Juditha de Vivaldi, la Femme triumphans au Théâtre des Champs-Élysées
Cinq divas pour cinq personnages de caractère se succèdent et se rencontrent sur la scène du Théâtre des Champs-Élysées à Paris, rappelant que cette œuvre fut composée par Vivaldi pour les jeunes filles orphelines (ses élèves) de l’Ospedale della Pieta. Cinq voix qui créent ensemble une atmosphère émouvante et riche, dont la musique de Vivaldi est messagère. La musique est définitivement Femme ce soir, elle offre aux spectateurs des sentiments d’amour, de passion, d’humilité, mais aussi de guerre, de sang et de victoire.
Juditha a la voix triomphante de la contralto Marie-Nicole Lemieux, très suave, très expressive, soulignant sa mission divine et annonçant sa victoire sur Holopherne qu'elle décapite (lire l'argument de l'oeuvre ici). Ses graves et son médium sont ainsi tranchants, en délaissant certes le côté séducteur du personnage. L'investissement vocal et scénique est cependant à son maximum, comme toujours avec cette interprète qui embrase les lignes vocales et se fait une spécialité des caractères féminins les plus forts (elle donnera ainsi la réplique à Roberto Alagna pour Samson et Dalila cet été aux Chorégies d'Orange). Sa suivante Abra est confiée à Benedetta Mazzucato, chanteuse qualifiée de contralto mais dont les aigus sont purs, agiles, soufflés et soufflants, filés et tenus pour porter une tendre incarnation dans un univers brutal (rappelant le contexte de composition de cet opus).

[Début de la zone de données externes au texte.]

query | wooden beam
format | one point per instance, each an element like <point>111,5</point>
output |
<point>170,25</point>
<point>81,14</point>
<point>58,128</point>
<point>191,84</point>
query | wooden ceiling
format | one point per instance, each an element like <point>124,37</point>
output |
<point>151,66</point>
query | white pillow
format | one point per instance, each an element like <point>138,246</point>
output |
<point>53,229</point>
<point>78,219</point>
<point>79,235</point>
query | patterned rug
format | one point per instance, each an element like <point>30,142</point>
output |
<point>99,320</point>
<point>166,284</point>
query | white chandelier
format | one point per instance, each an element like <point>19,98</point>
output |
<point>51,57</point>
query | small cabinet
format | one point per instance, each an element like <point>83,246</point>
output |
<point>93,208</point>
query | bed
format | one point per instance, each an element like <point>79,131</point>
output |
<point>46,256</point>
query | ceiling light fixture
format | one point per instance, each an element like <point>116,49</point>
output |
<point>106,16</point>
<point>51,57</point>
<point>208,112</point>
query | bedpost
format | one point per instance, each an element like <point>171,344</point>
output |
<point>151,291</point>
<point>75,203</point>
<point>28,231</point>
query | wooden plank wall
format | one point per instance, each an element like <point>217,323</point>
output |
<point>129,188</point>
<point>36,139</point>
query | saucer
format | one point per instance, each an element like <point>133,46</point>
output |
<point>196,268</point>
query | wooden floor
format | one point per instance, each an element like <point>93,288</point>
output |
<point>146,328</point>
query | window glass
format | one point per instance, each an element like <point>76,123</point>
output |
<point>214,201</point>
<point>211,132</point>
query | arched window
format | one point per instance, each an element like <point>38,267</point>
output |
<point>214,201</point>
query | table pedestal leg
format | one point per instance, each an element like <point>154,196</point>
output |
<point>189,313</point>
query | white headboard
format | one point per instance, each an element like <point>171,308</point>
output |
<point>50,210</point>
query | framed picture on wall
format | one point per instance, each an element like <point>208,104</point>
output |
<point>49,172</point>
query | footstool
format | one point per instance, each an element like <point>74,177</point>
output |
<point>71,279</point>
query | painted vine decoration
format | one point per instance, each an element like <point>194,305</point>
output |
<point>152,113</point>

Également contralto (registre rare mais indispensable pour asseoir les harmonies dans cet ensemble de voix féminines), Sonia Prina joue et chante Holopherne comme la figure Biblique qu'il est. Ses récitatifs sont particulièrement expressifs et culminent avec maestria vers les sentiments des arie, où la voix se fait raffinée quoique sur une virtuosité spectaculaire (elle reviendra au TCE pour Alessandro de Haendel). L’ambigu Vagaus, son serviteur eunuque auquel le compositeur confie une impressionnante inspiration, est tout aussi impressionnant dans l'incarnation d'Ana Maria Labin. Décontractée, sa caractérisation vocale est colorée et agile, particulièrement soutenue dans la douceur des sentiments nobles et galants. Enfin, même le prêtre (Ozias) a ici une voix de femme, celle de Dara Savinova qui campe, avec puissance et souplesse, l’équilibre et la sagesse.
Le chœur de chambre Mélisme(s) renforce encore la puissance féminine avec une élégance plurielle de phrasés : pour chanter aussi bien des soldats assyriens, des serviteurs à la table d'Holopherne, des vierges de Béthulie, des dîneurs d'Holopherne et des vierges de Sion. L’Ensemble Matheus renforce tout le spectre des caractères et ambitus, les riches expérimentations de timbre menées par le compositeur, la virtuosité (notamment du violon, Vivaldi le concertiste oblige) le tout dans une grande conscience du mouvement rythmique. Jean-Christophe Spinosi accueille avec joie les ovations du public enthousiaste, à la gloire du génie et de la femme.